Caribbean islands brace for Hurricane Maria
September 18, 2017The US National Hurricane Center (NHC) said Maria was "rapidly" intensifying into a major hurricane as it headed towards the eastern Caribbean.
"The center of Maria will move across the Leeward Islands on Monday night, over the extreme northeastern Caribbean Sea Tuesday and Tuesday night, and approach Puerto Rico and the Virgin Islands on Wednesday," the agency said.
Warnings have been issued for the French territory of Guadeloupe, Dominica, St. Kitts and Nevis, Montserrat, Martinique, St Lucia, and the US and British Virgin Islands. Several of those islands were already devastated by Hurricane Irma earlier this month.
The NHC said Maria was packing maximum sustained winds of 120 miles per hour (195 kilometers per hour) and could produce "a dangerous storm surge" that could raise water levels by six to nine feet (1.8 to 2.7 meters).
In Dominica, schools and government offices were shut, while officials ordered people to evacuate and seek shelter. "We should not take this storm lightly," Prime Minister Roosevelt Skerrit said. "Let us continue to pray for our safety."
Authorities in Guadeloupe, meanwhile, warned that many communities would experience heavy flooding overnight. The Puerto Rican government said it had opened some 450 shelters to house people evacuated from nearby islands.
Maria comes less than two weeks after Irma, a Category 4 hurricane, swept through the Caribbean, killing more than 80 people and causing massive destruction before pounding the US state of Florida.
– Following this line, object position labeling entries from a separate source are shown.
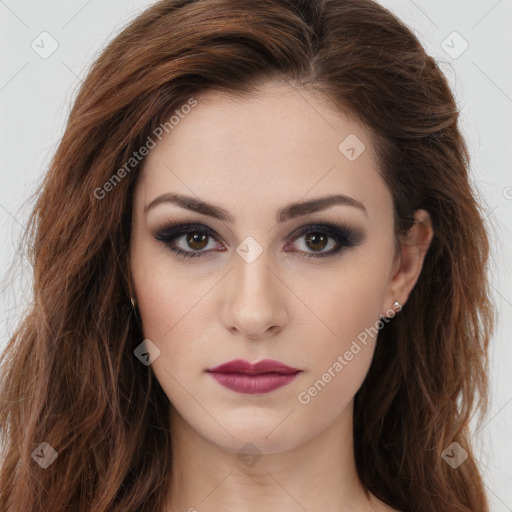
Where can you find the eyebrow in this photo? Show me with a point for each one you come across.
(288, 212)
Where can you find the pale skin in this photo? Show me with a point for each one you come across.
(252, 157)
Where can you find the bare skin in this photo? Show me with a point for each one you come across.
(252, 158)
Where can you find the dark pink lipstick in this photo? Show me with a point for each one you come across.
(261, 377)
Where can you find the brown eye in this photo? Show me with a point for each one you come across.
(316, 241)
(198, 240)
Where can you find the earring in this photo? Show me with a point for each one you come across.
(396, 306)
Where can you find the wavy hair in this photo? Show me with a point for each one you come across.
(69, 375)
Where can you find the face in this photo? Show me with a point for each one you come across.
(264, 281)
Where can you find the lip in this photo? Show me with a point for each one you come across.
(253, 378)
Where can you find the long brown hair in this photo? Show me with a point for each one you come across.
(69, 374)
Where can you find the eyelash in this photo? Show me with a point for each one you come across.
(344, 236)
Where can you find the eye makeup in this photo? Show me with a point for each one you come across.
(341, 235)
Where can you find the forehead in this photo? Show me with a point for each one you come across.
(282, 145)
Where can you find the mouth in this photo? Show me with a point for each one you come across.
(258, 378)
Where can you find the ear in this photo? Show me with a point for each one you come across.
(409, 261)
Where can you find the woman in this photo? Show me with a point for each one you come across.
(259, 275)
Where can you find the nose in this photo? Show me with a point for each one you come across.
(253, 305)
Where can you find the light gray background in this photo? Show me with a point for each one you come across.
(36, 94)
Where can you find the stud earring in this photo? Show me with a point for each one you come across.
(396, 306)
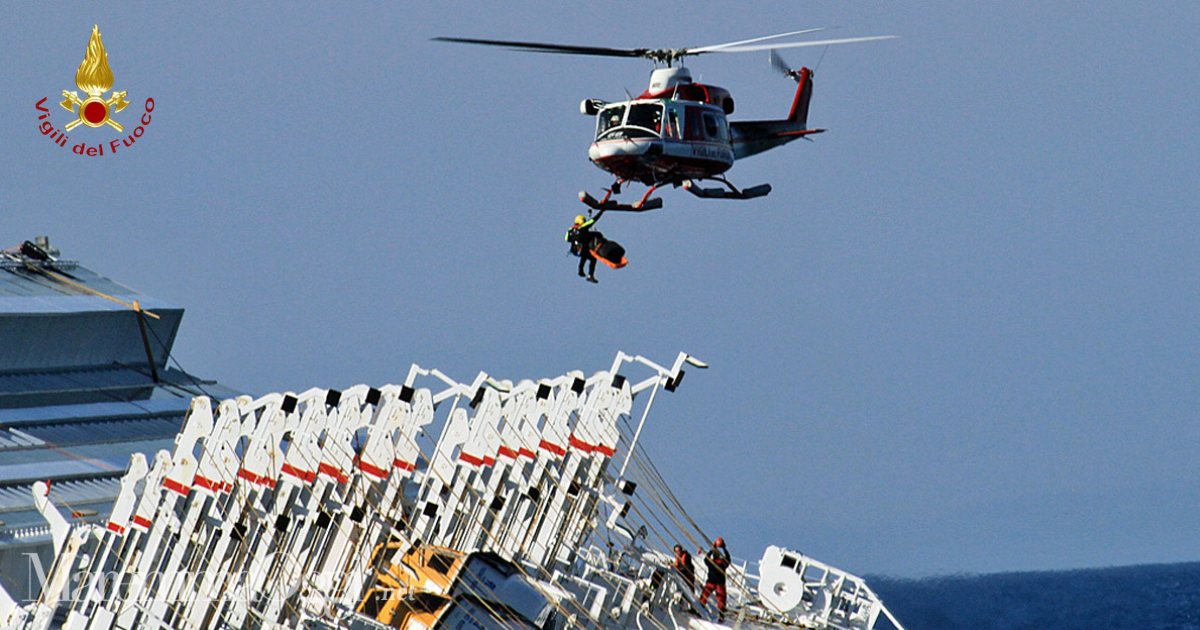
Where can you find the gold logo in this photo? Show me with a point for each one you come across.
(95, 78)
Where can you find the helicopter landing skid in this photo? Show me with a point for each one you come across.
(609, 204)
(732, 192)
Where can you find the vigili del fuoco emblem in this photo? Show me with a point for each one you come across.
(95, 78)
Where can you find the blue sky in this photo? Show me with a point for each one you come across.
(960, 335)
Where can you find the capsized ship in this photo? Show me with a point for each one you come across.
(429, 503)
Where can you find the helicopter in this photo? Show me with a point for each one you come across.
(677, 131)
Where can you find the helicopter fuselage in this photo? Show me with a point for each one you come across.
(661, 141)
(677, 130)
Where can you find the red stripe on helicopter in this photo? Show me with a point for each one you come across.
(334, 472)
(371, 469)
(552, 448)
(175, 486)
(580, 444)
(303, 475)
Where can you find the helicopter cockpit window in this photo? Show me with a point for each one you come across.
(646, 115)
(712, 130)
(609, 119)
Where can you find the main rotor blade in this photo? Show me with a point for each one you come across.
(802, 45)
(538, 47)
(779, 64)
(717, 47)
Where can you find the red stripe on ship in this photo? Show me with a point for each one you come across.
(333, 472)
(303, 475)
(208, 484)
(253, 478)
(471, 459)
(371, 469)
(175, 486)
(580, 444)
(552, 448)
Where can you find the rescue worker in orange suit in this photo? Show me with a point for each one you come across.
(583, 239)
(717, 561)
(687, 570)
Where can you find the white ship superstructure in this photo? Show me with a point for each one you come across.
(425, 504)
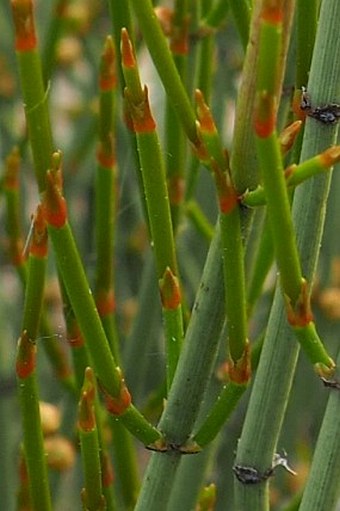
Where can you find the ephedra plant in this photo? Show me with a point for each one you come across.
(165, 196)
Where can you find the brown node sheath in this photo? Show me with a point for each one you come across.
(26, 355)
(206, 121)
(240, 371)
(39, 244)
(142, 119)
(107, 77)
(300, 314)
(170, 290)
(128, 55)
(54, 204)
(25, 35)
(265, 114)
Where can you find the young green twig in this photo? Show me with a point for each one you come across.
(34, 453)
(157, 201)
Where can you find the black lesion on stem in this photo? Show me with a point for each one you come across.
(250, 475)
(327, 114)
(331, 384)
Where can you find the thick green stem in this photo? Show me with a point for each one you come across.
(277, 363)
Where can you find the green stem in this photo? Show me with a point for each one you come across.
(92, 494)
(165, 66)
(278, 359)
(82, 302)
(185, 397)
(27, 386)
(322, 489)
(306, 21)
(241, 10)
(35, 97)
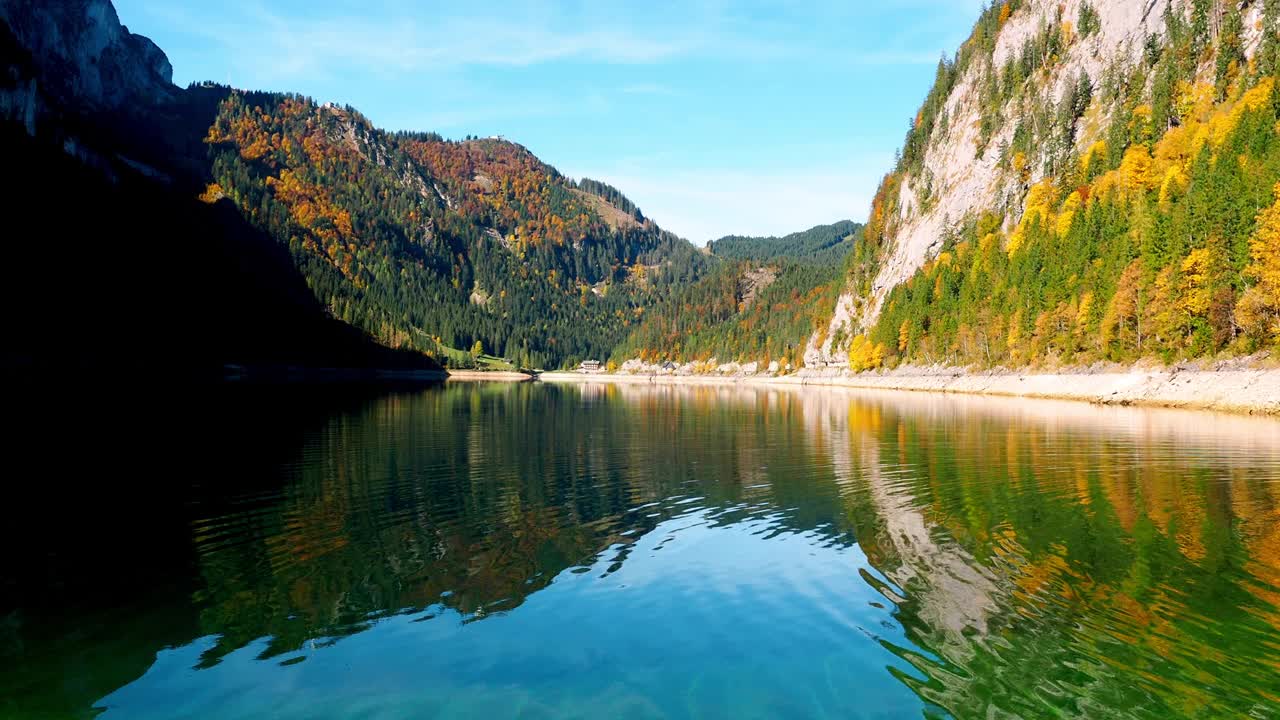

Elsewhere, a tropical storm warning was issued for a stretch of New England on the US east coast where Hurricane Jose is generating dangerous ocean swells and currents. Five people were injured after they were knocked off a jetty in Rhode Island by big waves caused by the Category 1 storm. Jose is expected to remain offshore and slowly weaken as it moves in a northward direction off the US Atlantic coast.